OPM is clarifying that FEHB Carriers are not allowed to exclude anti-obesity medications from coverage based on a benefit exclusion or a carve out. FEHB Carriers must have adequate coverage of FDA approved anti-obesity medications on the formulary to meet patient needs and must include their exception process within their proposal. In cases where utilization management edits are applied, the process and evidence-based criteria for coverage must be transparent, readily accessible, and follow OPM required turnaround timelines.

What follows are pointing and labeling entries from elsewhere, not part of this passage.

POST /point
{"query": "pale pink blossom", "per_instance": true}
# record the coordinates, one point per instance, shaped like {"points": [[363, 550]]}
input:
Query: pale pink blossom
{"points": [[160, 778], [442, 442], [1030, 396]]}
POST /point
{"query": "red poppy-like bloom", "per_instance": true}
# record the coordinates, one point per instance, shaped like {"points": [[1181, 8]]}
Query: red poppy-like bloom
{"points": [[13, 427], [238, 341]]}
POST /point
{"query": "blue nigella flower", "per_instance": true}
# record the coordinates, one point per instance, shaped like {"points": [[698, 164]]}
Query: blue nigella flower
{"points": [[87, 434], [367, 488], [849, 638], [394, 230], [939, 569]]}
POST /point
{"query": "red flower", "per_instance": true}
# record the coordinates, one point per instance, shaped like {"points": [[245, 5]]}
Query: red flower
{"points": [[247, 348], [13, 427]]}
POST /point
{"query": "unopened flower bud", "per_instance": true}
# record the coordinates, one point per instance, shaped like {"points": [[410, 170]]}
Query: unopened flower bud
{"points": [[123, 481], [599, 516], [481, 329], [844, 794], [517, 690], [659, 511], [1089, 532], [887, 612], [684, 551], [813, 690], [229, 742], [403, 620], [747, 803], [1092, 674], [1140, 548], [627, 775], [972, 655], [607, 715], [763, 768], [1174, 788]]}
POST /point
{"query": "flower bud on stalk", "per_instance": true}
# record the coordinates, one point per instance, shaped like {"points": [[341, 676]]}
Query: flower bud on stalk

Virginia General Assembly Approves Bill to Require Study on Obesity.
In early March, the Virginia General Assembly approved HB 1098, which was sponsored by Delegate Guzman, to “require the Joint Commission on Health Care (JCHC) to study and provide recommendations related to the payment of medical assistance for obesity prevention and other obesity-related services.” Specifically, the legislation will require the JCHC to study and provide recommendations related to (i) the types of obesity prevention and other obesity-related services for which federal matching funds are available, (ii) the cost to the Commonwealth of providing medical assistance for such obesity prevention and other obesity-related services for eligible individuals, and (iii) any federal approvals or other actions necessary to allow for the payment of medical assistance for obesity prevention and other obesity-related services. Under the legislation, the JCHC will report its findings and recommendations to the Governor and the Chairmen of the House Committees on Appropriations and Health, Welfare and Institutions and the Senate Committees on Finance and Appropriations and Education and Health by November 1, 2022. At press time, the legislation was waiting on Governor Youngkin’s (R) desk for his signature.